Study Shows Droughts Affecting So Cal Water Sources Six Times a Century

The University of Arizona recently announced results from a study that studied the annual growth rings of trees to reconstruct a long-term climate history and examine the duration and frequency of “perfect droughts” in Southern California’s main water sources. According to the research, severe droughts happened simultaneously in the regions that supply water to Southern California almost six times per century on average since 1500.

The study is the first to document the duration and frequency of simultaneous droughts in Southern California’s main water sources – the Sacramento River basin, the Upper Colorado River Basin and local Southern California basins.

The researchers used the annual growth rings of trees to reconstruct the climate history of the three water sources back to the year 1126. For the period 1906 to 2017, the amount of annual precipitation and streamflow was recorded by instruments.

“Such a reconstruction of the water supply for Southern California has not been done before,” said first author Connie Woodhouse, a professor in the School of Geography and Development.

The researchers also tested whether specific oceanic or atmospheric circulation patterns could be linked to the occurrence of perfect droughts. The only pattern they found was that perfect droughts coincided with high pressure off the northwest Pacific Coast that pushes storm tracks north of all three sources of water.

The team’s paper, “A Long View of Southern California Water Supply: Perfect Droughts Revisited,” published online Jan. 8 in the Journal of the American Water Resources Association.

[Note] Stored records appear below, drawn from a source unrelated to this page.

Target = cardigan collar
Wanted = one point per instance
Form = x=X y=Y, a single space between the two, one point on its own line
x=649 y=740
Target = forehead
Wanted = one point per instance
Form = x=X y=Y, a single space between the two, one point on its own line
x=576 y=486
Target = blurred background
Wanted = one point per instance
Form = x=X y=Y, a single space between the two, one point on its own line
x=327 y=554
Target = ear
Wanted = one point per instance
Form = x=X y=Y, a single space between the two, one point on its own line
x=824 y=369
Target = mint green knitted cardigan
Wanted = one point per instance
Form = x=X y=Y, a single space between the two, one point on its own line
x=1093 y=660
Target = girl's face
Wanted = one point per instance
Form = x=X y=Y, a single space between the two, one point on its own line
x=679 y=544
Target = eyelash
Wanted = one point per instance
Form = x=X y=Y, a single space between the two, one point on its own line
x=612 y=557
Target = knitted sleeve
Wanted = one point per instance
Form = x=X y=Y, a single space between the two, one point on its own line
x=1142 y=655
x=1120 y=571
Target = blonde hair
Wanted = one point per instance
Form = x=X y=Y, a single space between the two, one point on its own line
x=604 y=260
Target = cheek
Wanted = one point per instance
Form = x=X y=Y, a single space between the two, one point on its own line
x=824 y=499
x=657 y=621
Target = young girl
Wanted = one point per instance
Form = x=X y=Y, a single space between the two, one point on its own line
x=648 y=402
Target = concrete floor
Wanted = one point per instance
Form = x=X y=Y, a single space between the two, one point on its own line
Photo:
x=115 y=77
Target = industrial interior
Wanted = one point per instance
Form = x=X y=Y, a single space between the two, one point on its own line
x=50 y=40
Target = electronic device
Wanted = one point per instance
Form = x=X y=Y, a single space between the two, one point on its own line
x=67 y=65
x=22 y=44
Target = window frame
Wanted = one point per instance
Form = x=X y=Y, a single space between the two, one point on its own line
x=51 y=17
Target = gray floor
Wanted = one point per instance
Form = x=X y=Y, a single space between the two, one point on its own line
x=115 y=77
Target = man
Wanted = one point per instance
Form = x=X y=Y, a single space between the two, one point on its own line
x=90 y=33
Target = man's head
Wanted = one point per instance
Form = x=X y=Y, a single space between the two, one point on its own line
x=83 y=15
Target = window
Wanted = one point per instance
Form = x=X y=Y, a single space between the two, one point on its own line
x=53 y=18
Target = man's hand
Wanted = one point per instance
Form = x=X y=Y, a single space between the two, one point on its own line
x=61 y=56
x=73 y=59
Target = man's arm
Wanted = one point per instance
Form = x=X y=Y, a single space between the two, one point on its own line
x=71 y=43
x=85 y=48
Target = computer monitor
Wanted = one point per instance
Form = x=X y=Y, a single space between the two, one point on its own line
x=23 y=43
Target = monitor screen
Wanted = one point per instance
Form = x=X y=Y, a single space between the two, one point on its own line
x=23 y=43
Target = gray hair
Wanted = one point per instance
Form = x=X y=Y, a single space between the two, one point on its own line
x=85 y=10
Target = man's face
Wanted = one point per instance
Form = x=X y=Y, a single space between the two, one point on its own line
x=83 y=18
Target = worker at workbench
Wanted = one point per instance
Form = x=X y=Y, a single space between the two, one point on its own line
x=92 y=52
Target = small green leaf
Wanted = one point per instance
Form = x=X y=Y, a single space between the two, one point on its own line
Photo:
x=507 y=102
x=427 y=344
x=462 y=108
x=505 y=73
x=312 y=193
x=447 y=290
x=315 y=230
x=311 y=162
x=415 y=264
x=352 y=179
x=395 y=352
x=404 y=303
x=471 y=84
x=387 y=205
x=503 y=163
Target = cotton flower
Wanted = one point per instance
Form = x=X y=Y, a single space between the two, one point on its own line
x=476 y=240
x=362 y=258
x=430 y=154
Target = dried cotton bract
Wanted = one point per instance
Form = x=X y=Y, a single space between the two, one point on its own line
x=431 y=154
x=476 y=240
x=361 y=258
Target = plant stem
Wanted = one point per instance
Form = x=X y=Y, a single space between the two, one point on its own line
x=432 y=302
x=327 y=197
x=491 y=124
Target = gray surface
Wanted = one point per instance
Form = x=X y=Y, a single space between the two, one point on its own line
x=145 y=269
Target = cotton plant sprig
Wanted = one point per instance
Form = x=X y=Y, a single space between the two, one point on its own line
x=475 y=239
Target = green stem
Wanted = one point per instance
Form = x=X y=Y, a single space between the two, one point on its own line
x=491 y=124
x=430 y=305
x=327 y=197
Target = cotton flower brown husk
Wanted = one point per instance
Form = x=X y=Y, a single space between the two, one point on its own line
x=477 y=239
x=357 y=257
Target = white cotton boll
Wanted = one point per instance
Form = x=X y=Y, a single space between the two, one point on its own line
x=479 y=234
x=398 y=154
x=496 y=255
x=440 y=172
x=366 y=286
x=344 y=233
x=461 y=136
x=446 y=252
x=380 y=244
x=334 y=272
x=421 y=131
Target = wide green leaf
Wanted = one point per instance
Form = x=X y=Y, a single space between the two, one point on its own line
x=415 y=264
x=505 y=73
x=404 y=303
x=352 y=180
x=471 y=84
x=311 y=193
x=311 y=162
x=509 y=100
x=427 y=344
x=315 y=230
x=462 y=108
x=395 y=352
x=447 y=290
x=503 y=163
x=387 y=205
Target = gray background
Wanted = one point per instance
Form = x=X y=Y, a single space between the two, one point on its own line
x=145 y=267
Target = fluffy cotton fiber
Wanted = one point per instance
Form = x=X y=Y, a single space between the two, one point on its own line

Each growth ring of a tree reflects the growing conditions, including temperature and precipitation, during that year. By taking either pencil-thin cores from living trees or cross-sections of dead trees, scientists piece together the patterns of annual rings to reveal growing conditions going back centuries. The climate information in tree rings also reflects variations in streamflow, making it possible to develop reconstructions of past streamflow.

The researchers found that no one atmospheric or oceanic circulation pattern, such as El Niño, corresponded with severe droughts in all three basins. However, the team did find that perfect droughts occurred in Southern California when the storm tracks shifted north.

The California Department of Water Resources funded the study.